Со временем эти татуировки обесцвечивались, но совсем не исчезали, и их можно было разглядеть даже на морщинистых лицах самых древних старух. Хаддум была последней девочкой рода Лааллюш, которой сделали татуировку. Хаддум и еще одна девочка, которая никакого отношения к их роду не имела. Как ее звали на самом деле, она не помнила – имя у нее было медленное и шелестящее, словно поворот мельничного жернова, размалывающего в грубую муку подсушенное на жарком солнце пшеничное зерно. Большая Маамма, бабка мулаи Исмаила, пошептав над ней молитву, нарекла ее Фатимой, а снятый с шеи крохотный крестик спрятала на дне горшочка с благовониями. Девочка прожила недолго, два или три месяца, и умерла от тяжелого воспаления легких, с которым так и не смогла справиться врачующая любую хворь Большая Маамма. Похоронили ее на закате, и единственное, что о ней помнила Хаддум, это ее сбитые ступни, прекратившие кровить только после смерти, и удивительной красоты черные глаза в обрамлении густых длинных ресниц. Мальчик, в отличие от девочки, выжил. Большая Маамма нарекла его Али, крестика у него не нашла.
Детей привез домой отец – нашел на тайной тропе работорговцев. Они бросили их захлебываться собственным кашлем на краю песчаной равнины, огибающей дугой земли аари. Дети были так слабы, что не могли даже самостоятельно пить, обоих бил озноб, в бреду они говорили – на каком-то своем, шероховатом и царапающем слух языке, задыхаясь в приступе кашля, и сучили по циновке сбитыми в кровь израненными пятками. Мальчику было от силы лет пять, девочке, может быть, девять, они были удивительно похожи – одинаково темноволосые, с огромными глазищами и тонкими чертами лица. Спустя неделю мальчик поправился, девочка пролежала дольше, но и она понемногу приходила в себя, тогда и стал вопрос о татуировке – на ней настояла мать Хаддум, чтобы уберечь ребенка от насмешек сверстников. Знали бы, что она умрет, не стали бы трогать. Но кто мог такое предугадать? Большая Маамма была уверена – раз мальчик выжил, то и девочка обязательно выкарабкается. Разговоров о том, что дальше с ними делать, в семье Исмаила Лааллюша не возникало, вырастить как своих и помочь встать на ноги, по-другому и быть не должно.

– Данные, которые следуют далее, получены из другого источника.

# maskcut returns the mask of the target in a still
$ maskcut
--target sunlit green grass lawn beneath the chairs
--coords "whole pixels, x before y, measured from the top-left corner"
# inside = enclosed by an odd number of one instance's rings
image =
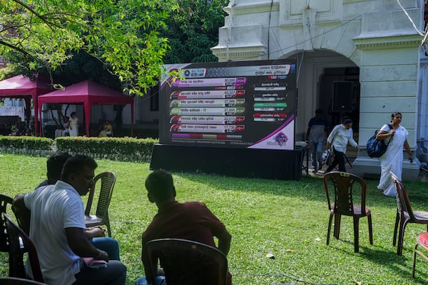
[[[144,180],[148,163],[97,160],[96,173],[111,170],[117,181],[110,206],[113,237],[128,267],[127,284],[143,275],[141,232],[157,212],[148,202]],[[1,155],[0,192],[30,192],[46,176],[46,157]],[[205,202],[233,236],[228,254],[233,284],[428,284],[428,262],[420,258],[411,279],[412,249],[427,230],[408,224],[402,257],[392,246],[397,204],[367,180],[374,245],[367,218],[360,219],[360,253],[354,253],[351,217],[342,217],[341,235],[325,244],[329,210],[321,176],[300,181],[234,178],[174,172],[180,202]],[[428,211],[427,184],[405,182],[414,209]],[[83,197],[83,200],[86,197]],[[13,216],[13,214],[12,214]],[[266,254],[272,253],[275,259]],[[0,276],[7,276],[7,254],[0,253]],[[306,283],[304,283],[305,281]],[[360,283],[359,283],[360,282]]]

Первую половину дня, пока сверстники были в начальной школе, Али вертелся дома, вторую половину бегал с ними по крепости, гоняя воробьев, или же до поздней ночи играл в камушки.
– Прекратит плакать – его тоже отдадим в школу, – заключила Большая Маамма.
Али плакал ночами, во сне. Ныл на одной заунывной ноте, словно волчонок – у-у-у, у-у-у. По лицу струились горячие соленые слезы, Большая Маамма просыпалась, шла через весь дом, с третьего своего этажа на первый, где спали мальчики, садилась у него в изголовье и читала молитву. Али плакать не переставал, но успокаивался, лежал, свернувшись калачиком, тихо всхлипывал. Проснувшись, ничего не помнил.
Девочка, в отличие от брата, никогда не плакала и не стенала. Все эти месяцы она пролежала в комнате Большой Маам-мы, куда та забрала ее, чтобы постоянно быть рядом. Хаддум в том году стукнуло тринадцать, и на нее возложили обязанность мытья полов в спальных комнатах, раз в неделю она стучалась в дверь Большой Мааммы (без разрешения к прабабушке не заходил никто, даже отец), а потом скребла пол, стараясь не глядеть в сторону девочки, которая лежала, отвернувшись к стене и выставив из-под простыни обмазанные эвкалиптовым маслом израненные ступни. Она так и не смогла встать на ноги – любая попытка сделать шаг заканчивалась сильными судорогами и кровотечением. Большая Маамма просила иногда вынести ее во двор, садилась, подобрав свои юбки, закатывала длинные рукава галабеи, обнажая татуированные запястья, сажала девочку себе на колени, прижимала к груди. Девочка молчала, прикрыв глаза, иногда кашляла, сотрясаясь худенькими плечами, рядом стоял Али, держал ее за руку, но потом, устав от неподвижности, срывался и наматывал круги по двору, Большая Маамма пела тихим голосом заунывные берберские песни, не отрывая взгляда от вершины Лысой горы, а над ее головой вился прозрачным облаком рой золотистых бабочек-однодневок.